What makes a memorable TV commercial? It’s all about messaging. When a piece of communication is to the point, relevant, worthwhile and compelling – it will move the viewer to action.

Moving people is not magic – it’s all about effective communication. It’s called the 4Cs model, which stands for Comprehension, Connection, Credibility and Contagiousness.

Brands like Dunkin’ Donuts, Suave Shampoo and Breyers Ice Cream use the 4Cs model to develop advertising campaigns that create an emotional connection with their customers.

Use the 4Cs to objectively evaluate your television commercials: what’s working, what isn’t and why.

The First C:  Comprehension

Does the audience get the message or main idea of the commercial? What does the commercial instantly communicate? Can the audience play the message back?

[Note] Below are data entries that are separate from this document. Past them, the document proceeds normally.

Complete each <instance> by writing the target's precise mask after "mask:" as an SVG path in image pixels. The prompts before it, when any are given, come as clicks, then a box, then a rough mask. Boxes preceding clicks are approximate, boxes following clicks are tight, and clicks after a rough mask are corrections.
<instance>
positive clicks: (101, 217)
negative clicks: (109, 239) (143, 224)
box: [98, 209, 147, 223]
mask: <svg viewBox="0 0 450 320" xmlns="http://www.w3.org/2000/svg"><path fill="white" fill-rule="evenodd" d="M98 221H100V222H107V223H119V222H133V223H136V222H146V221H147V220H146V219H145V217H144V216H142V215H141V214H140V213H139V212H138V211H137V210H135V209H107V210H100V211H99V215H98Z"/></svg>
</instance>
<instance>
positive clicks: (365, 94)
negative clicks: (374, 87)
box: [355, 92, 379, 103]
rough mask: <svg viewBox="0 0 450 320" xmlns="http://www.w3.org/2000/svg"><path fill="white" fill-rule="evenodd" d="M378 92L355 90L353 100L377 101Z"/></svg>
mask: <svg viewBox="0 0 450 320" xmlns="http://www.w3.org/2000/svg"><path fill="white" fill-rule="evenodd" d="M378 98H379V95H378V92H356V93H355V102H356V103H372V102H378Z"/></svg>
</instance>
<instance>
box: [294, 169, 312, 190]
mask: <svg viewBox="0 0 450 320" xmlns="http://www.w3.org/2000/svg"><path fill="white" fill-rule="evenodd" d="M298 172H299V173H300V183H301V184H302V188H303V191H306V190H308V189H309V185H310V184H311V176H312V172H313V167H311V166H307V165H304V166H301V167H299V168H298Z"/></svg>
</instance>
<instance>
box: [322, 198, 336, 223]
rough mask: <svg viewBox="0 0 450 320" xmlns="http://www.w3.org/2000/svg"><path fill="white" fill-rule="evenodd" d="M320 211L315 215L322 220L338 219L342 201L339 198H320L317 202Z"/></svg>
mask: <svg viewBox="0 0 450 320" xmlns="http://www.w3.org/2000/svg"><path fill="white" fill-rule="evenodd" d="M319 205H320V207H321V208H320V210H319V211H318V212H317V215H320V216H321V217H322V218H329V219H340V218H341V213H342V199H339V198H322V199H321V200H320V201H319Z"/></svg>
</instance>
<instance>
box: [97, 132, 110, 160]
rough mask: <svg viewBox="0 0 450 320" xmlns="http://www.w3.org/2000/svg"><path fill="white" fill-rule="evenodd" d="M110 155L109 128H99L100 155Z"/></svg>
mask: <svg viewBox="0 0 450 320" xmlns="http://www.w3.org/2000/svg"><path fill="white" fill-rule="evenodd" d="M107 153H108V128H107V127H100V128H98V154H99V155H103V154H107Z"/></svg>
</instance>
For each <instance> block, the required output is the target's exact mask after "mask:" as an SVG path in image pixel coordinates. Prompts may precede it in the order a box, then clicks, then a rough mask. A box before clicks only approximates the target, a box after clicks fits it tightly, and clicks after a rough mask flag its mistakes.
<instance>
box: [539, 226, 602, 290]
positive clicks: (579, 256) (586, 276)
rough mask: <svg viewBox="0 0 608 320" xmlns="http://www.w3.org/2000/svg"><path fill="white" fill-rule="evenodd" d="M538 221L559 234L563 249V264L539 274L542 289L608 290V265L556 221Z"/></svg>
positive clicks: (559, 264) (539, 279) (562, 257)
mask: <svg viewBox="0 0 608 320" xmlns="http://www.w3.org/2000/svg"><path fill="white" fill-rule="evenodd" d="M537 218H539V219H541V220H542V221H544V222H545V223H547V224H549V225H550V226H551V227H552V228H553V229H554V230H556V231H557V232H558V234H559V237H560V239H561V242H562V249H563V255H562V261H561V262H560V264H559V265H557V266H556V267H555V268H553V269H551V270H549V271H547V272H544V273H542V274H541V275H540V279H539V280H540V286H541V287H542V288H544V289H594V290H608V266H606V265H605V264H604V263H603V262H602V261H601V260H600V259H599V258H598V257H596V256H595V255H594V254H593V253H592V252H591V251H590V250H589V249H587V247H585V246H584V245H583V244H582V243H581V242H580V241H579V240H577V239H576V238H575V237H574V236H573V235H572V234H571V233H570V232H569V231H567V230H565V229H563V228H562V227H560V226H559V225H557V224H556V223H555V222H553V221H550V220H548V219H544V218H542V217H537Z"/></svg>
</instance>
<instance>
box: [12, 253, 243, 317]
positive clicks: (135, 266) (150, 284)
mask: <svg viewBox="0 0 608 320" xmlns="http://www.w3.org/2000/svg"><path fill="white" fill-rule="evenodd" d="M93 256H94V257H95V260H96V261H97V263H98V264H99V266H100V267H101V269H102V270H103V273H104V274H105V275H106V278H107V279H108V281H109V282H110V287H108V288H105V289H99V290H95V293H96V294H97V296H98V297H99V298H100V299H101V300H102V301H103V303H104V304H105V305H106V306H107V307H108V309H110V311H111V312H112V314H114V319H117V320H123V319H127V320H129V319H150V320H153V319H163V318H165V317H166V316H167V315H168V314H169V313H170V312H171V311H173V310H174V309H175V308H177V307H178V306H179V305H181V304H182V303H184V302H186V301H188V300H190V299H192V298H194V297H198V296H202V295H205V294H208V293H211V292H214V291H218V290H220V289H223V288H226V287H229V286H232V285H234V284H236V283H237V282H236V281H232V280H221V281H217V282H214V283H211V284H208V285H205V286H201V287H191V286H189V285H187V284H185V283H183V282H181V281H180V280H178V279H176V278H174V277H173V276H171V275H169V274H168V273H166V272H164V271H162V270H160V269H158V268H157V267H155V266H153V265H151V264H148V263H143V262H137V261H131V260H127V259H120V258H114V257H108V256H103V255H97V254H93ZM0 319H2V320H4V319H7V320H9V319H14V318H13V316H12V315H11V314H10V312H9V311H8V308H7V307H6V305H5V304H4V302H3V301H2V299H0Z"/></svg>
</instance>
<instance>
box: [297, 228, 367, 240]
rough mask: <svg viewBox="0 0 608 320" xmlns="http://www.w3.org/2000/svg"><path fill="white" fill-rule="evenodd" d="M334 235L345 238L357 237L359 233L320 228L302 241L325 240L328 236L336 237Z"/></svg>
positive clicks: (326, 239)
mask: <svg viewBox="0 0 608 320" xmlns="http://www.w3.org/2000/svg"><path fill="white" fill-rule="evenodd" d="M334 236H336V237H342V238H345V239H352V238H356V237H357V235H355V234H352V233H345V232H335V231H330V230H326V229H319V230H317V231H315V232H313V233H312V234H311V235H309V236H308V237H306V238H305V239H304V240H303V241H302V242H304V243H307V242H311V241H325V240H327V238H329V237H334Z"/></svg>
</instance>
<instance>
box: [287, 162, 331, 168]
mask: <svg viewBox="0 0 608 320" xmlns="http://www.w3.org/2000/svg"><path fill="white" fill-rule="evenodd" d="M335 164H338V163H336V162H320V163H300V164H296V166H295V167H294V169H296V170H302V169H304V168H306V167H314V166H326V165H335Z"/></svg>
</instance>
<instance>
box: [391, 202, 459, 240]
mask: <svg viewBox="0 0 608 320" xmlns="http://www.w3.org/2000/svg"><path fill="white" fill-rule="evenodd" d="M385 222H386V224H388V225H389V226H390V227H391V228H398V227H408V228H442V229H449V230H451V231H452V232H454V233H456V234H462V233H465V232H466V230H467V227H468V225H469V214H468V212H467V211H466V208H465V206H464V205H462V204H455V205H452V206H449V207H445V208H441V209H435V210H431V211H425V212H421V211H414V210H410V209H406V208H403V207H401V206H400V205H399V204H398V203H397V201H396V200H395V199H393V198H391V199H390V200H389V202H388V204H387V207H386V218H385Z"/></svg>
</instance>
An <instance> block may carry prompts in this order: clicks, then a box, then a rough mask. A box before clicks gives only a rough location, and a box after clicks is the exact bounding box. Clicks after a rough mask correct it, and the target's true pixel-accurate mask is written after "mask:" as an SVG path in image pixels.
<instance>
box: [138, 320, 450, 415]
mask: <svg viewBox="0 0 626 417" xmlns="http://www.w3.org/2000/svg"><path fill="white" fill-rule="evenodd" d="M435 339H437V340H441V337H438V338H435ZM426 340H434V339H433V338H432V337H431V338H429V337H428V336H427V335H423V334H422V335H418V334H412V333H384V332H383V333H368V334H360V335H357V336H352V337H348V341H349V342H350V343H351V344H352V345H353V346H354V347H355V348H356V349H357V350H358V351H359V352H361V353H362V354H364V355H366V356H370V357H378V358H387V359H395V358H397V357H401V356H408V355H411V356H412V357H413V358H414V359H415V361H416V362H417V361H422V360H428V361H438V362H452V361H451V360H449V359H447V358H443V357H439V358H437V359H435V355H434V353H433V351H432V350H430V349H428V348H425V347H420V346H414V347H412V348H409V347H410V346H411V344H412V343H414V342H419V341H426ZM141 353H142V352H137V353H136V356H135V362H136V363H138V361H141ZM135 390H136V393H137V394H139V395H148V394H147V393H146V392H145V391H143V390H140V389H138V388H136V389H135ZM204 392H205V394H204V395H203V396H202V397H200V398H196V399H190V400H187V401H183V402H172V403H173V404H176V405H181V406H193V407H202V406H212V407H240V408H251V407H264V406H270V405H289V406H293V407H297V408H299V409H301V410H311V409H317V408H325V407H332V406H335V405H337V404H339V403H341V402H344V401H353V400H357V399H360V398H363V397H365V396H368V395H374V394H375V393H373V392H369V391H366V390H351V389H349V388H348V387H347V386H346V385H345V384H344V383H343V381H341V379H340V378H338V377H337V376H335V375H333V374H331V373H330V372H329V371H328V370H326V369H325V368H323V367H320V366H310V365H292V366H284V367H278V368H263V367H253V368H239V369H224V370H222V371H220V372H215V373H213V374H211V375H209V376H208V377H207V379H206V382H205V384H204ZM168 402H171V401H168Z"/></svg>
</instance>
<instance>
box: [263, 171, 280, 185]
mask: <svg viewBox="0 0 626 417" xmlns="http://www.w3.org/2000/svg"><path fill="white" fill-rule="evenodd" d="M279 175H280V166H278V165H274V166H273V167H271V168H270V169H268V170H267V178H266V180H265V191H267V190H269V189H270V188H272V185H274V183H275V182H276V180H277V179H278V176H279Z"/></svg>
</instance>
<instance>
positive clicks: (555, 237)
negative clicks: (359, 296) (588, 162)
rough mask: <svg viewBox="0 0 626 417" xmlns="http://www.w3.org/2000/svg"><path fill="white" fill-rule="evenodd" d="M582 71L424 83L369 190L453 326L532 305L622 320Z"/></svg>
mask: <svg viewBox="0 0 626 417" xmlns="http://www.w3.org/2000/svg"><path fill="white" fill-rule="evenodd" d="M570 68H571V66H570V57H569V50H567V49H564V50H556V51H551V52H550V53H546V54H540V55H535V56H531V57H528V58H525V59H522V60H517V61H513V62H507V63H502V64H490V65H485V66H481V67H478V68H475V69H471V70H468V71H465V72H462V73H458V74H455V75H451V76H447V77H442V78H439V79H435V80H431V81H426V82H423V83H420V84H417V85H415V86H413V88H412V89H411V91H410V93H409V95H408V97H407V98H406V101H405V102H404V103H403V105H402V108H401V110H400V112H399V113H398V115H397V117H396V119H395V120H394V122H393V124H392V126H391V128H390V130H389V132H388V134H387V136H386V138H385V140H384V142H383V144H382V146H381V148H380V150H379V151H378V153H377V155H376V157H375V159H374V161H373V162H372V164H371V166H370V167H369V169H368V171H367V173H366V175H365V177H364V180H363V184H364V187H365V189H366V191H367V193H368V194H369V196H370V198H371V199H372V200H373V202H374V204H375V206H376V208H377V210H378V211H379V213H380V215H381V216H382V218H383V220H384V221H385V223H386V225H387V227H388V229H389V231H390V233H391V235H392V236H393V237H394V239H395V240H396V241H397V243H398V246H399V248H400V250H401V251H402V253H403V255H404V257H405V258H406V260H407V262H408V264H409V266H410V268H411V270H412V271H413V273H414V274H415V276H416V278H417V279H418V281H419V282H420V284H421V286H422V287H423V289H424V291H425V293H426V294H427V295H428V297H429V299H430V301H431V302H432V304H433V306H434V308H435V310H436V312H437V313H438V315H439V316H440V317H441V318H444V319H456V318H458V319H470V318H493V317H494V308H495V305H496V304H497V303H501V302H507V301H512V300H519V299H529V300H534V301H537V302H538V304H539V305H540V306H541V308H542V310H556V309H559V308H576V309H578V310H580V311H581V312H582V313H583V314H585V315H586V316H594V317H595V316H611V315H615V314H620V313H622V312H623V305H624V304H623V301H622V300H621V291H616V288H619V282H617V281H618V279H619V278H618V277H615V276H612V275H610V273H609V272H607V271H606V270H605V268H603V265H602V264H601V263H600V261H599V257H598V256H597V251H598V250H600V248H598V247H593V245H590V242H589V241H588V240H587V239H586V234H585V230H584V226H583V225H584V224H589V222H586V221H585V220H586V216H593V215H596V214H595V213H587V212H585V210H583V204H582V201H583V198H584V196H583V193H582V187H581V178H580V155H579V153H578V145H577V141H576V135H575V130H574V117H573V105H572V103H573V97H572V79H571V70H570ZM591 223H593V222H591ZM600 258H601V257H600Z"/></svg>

This confirms that they “get it” and the first C is working.  Here are three tips for better comprehension:

1) Make the message sharp and clear

2) Repetition helps

3) Keep it simple – don’t go too deep

The Second C:  Connection

Making a connection with your TV commercial means not only that the audience “gets it,” but that it resonates with them, has meaning and significance for them and usually triggers an emotional response.

The Third C:  Credibility

The audience needs to believe who is saying it (the brand voice), what is being said, and how it is being said. Otherwise, any connection begins to break down – immediately.  Credibilty is the critical C, because the audience may completely understand an advertiser’s message, and even connect with it on an emotional level – but may not buy into it.  An example is Buick’s recent failure to attract younger buyers to the brand despite a more youthful image being put forth in its products and advertising.  It’s going to take a lot more than some well-produced TV ads to convince people that Buick is more than their grandfather’s car.

The Fourth C:  Contagiousness

You want your audience to “catch the message,” run with it, and spread it around. Think of the last time you saw a TV commercial that was so funny or clever that you discussed it with your friends, found yourself reenacting it or repeated the slogan in conversations.  That’s contagiousness.  To be contagious, your commercial needs to be energetic, new, different and memorable. And most of all, it should motivate the target to do something. 

Applying the 4Cs

So now play one of your TV commercials for a few people in your target audience and ask them the following questions:

1) What is the main message?

2) Does it evoke an emotional response?

3) Is the message believable?

4) Do you feel the message will “stick with you” and make you want to react in some way?

I assure you, the answers will be revealing – one way or another.